Still, some universities have improved student body racial diversity after eliminating legacy preferences. In 2014, Johns Hopkins University — which practiced race-conscious admissions — removed legacy preferences in its admissions process and saw an increase in diversity.
In 2013, 9 percent of the incoming freshman class at Johns Hopkins were legacies, according to the university. Students who identified as Black, Latinx, or of Indigenous descent comprised 18 percent of the student body.
The percentage of legacies at Johns Hopkins fell to 2 percent in 2022 after the admissions preferences were dropped. Of the students admitted to the school’s class of 2026, 16 percent were African American, 21 percent were Hispanic or Latinx, and 2 percent were Native American.
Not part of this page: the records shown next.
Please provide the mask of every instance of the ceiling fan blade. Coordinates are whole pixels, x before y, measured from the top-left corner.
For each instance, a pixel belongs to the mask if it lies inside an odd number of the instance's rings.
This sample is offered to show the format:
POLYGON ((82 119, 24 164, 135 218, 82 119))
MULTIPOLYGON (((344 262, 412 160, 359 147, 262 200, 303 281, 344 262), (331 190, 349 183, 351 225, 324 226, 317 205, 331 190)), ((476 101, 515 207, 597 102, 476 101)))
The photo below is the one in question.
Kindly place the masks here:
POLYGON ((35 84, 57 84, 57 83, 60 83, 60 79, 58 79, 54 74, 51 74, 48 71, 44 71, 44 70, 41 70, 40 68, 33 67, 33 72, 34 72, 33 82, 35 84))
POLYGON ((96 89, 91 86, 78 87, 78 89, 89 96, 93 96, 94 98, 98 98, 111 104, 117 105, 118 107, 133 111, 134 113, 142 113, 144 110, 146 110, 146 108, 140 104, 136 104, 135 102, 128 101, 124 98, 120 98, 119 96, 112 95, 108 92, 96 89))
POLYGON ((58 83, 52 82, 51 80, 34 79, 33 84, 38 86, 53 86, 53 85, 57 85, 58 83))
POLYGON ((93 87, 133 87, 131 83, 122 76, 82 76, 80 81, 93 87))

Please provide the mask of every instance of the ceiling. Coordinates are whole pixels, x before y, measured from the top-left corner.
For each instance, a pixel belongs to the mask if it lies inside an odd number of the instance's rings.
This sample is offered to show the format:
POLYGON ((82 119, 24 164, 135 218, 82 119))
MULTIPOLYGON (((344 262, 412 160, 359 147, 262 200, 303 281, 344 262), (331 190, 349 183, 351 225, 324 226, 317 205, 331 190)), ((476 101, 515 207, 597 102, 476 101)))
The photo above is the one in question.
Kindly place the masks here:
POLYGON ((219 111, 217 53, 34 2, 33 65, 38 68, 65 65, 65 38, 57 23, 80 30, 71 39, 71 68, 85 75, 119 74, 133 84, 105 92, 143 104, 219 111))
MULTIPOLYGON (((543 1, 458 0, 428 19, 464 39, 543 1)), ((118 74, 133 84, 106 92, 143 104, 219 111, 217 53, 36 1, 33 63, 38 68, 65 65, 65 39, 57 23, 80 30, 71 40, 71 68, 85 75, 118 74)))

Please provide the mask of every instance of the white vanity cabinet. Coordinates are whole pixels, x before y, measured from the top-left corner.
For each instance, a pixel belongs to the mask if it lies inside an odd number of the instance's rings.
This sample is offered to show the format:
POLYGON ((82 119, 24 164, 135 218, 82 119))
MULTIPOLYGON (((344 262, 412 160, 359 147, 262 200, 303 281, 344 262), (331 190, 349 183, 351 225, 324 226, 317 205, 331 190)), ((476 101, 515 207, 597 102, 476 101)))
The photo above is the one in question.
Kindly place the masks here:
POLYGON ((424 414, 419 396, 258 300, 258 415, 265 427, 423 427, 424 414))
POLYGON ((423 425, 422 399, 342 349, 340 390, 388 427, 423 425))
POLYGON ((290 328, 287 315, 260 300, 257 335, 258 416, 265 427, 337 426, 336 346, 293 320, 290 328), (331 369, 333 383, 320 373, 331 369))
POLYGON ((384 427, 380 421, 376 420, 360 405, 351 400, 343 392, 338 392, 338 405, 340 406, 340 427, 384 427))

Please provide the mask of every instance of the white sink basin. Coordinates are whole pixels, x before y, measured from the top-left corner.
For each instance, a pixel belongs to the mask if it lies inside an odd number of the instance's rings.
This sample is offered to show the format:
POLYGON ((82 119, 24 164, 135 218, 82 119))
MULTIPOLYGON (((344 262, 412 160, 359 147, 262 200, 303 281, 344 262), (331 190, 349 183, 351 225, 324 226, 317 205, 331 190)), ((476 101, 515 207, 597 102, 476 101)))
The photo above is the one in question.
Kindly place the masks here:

For Wesleyan, it is too early to tell how the student body composition will change. But by eliminating legacy admissions, Roth said he hoped Wesleyan would send “a signal that we are really serious about recruiting a diverse campus.”
Richard D. Kahlenberg ’85, a vocal critic of legacy preferences, described the potential elimination of legacy admissions as “necessary but not sufficient.”
“A cynical university could make a statement about their virtue by eliminating legacy preferences and find other ways to fill those very same slots with wealthy white students from New England prep schools,” Kahlenberg said.
“It’s an important step — it’s a symbolic step. But by itself, it’s not enough,” he said.
John Jay College of Criminal Justice professor Evan J. Mandery ’89 said universities could dismantle legacy admissions but continue to accept students from elite preparatory schools at high rates.
“You can just boost the number of people you admit from Andover and Groton and Exeter, whether or not their parents went to Harvard or not, and you can have a very similar student body,” Mandery said.
Kahlenberg, who was an expert witness for SFFA during the admissions trial, said universities should also institute “need-affirmative policies” that provide an admissions preference to students who come from low-income families.
“Wealth is really important to educational opportunity in America. And wealth also better captures the history of enslavement and segregation, of redlining, and other socioeconomic factors like income,” Kahlenberg said.
Chetty’s research suggested that instituting need-affirmative policies at Harvard and peer institutions in the “Ivy-Plus” category would have the same impact on socioeconomic diversity as eliminating legacy, “equalizing athlete shares by income,” and “contextualizing non-academic credentials” combined.
“Legacy preference is the beginning of the conversation about what needs to happen to make admissions more equitable. But it is an offensive practice so it should end,” Mandery said.